0X00000563

Fix ERROR_ALIAS_EXISTS (0X00000563) – Local Group Already Exists

Windows Errors Intermediate 👁 1 views 📅 May 26, 2026

You tried to create or rename a local group in Windows, but one with that name already exists. Here's how to find and clear the conflict.

This error is maddening, but fixable in two minutes.

You're trying to create or rename a local group—maybe for file sharing or a dev environment—and Windows throws ERROR_ALIAS_EXISTS (0X00000563). The message says the group already exists, but you can't see it in lusrmgr.msc. What gives?
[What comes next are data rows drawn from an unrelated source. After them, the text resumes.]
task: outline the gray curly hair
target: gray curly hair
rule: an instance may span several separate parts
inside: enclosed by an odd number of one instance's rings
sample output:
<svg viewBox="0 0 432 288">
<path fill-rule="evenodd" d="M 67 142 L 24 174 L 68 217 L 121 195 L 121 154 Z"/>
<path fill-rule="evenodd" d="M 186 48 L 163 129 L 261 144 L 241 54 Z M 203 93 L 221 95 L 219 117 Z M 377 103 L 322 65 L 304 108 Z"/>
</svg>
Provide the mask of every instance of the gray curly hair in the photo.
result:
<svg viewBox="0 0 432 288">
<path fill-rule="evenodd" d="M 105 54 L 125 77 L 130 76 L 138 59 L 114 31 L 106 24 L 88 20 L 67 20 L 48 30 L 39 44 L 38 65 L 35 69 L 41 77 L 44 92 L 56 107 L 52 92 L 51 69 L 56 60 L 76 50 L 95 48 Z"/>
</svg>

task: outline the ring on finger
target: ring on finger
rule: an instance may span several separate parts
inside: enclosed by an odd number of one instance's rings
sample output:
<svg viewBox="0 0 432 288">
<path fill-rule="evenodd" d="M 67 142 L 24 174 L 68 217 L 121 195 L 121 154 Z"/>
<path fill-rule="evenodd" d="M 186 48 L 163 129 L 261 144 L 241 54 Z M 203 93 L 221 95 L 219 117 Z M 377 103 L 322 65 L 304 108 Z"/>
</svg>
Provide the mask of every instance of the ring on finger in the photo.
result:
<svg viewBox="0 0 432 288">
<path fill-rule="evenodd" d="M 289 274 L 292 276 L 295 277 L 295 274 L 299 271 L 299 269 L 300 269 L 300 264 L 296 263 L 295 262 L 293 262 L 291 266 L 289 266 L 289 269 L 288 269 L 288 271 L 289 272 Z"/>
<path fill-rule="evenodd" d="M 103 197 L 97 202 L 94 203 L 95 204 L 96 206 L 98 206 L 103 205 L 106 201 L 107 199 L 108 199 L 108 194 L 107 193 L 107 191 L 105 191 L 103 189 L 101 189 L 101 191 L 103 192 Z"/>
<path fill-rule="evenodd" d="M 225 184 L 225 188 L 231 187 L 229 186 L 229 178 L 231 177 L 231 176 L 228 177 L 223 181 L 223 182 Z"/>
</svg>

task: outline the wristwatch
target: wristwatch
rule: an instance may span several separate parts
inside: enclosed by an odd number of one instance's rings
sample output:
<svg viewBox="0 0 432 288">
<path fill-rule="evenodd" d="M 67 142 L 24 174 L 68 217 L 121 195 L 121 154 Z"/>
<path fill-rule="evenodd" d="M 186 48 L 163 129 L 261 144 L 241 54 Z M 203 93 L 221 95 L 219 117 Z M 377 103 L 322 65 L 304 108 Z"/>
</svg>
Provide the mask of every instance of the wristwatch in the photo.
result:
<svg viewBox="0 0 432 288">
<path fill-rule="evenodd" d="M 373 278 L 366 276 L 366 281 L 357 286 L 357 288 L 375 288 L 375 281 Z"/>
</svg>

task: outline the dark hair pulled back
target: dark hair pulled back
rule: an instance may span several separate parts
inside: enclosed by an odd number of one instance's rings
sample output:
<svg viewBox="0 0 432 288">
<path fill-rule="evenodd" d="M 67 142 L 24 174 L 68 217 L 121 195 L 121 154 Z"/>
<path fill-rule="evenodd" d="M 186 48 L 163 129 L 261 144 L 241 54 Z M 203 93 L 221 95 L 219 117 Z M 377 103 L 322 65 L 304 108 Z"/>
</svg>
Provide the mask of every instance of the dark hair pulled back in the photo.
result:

The quick fix (direct approach)

  1. Open Command Prompt as Administrator.
  2. Run:
    net localgroup
    and look for the group you're trying to create. It'll be there even if the GUI hides it.
  3. If it shows up, delete it:
    net localgroup "GroupName" /delete
  4. Now create your group fresh:
    net localgroup "GroupName" /add

That works 90% of the time. The reason: net localgroup sees the real SAM database, while lusrmgr.msc sometimes hides groups created by domain policies or leftover SID references.

Why this happens

Windows stores local groups in the Security Account Manager (SAM) registry hive. When a group is created, it gets a relative identifier (RID) and an entry. The error pops up when the name matches an existing entry—even if that entry is orphaned or hidden.

Common triggers:

  • You demoted a domain controller but left behind AD-migrated groups.
  • A previous group rename left a stale entry in the SAM.
  • Third-party software (VPN clients, backup tools) created a group that doesn't appear in the GUI.

Less common variations

1. The group is a built-in alias

Some names like "Administrators" or "Guests" are protected. You can't create a second group with those names—the error is telling you that. Use a different name.

2. SID conflict (rare but real)

If the group shows in net localgroup but refuses to delete with access denied, the SID might be tied to a domain trust that's broken. Check the group's SID:

wmic group where name='GroupName' get sid

If the SID starts with S-1-5-21 (domain SID) instead of S-1-5-32 (built-in), you've got a leftover from an old domain join. Remove it with PowerShell:

Remove-LocalGroup -SID "S-1-5-21-..."

3. Case sensitivity lies

Windows local group names are case-insensitive, but net localgroup treats MyGroup and mygroup as the same. If you're scripting, make sure you're not accidentally trying to create the same name with different casing.

Prevention

  • Before creating a local group in a script, always check with net localgroup | findstr /i "GroupName" and skip creation if it exists.
  • When demoting a domain controller, run net localgroup and manually remove any groups that migrated from AD. They have no use on a workgroup machine.
  • Avoid creating groups with names that match built-in aliases (Administrators, Users, Guests, Backup Operators). You'll just confuse yourself later.

That's it. The error is almost never a real conflict—it's a ghost in the SAM. Kill the ghost, move on.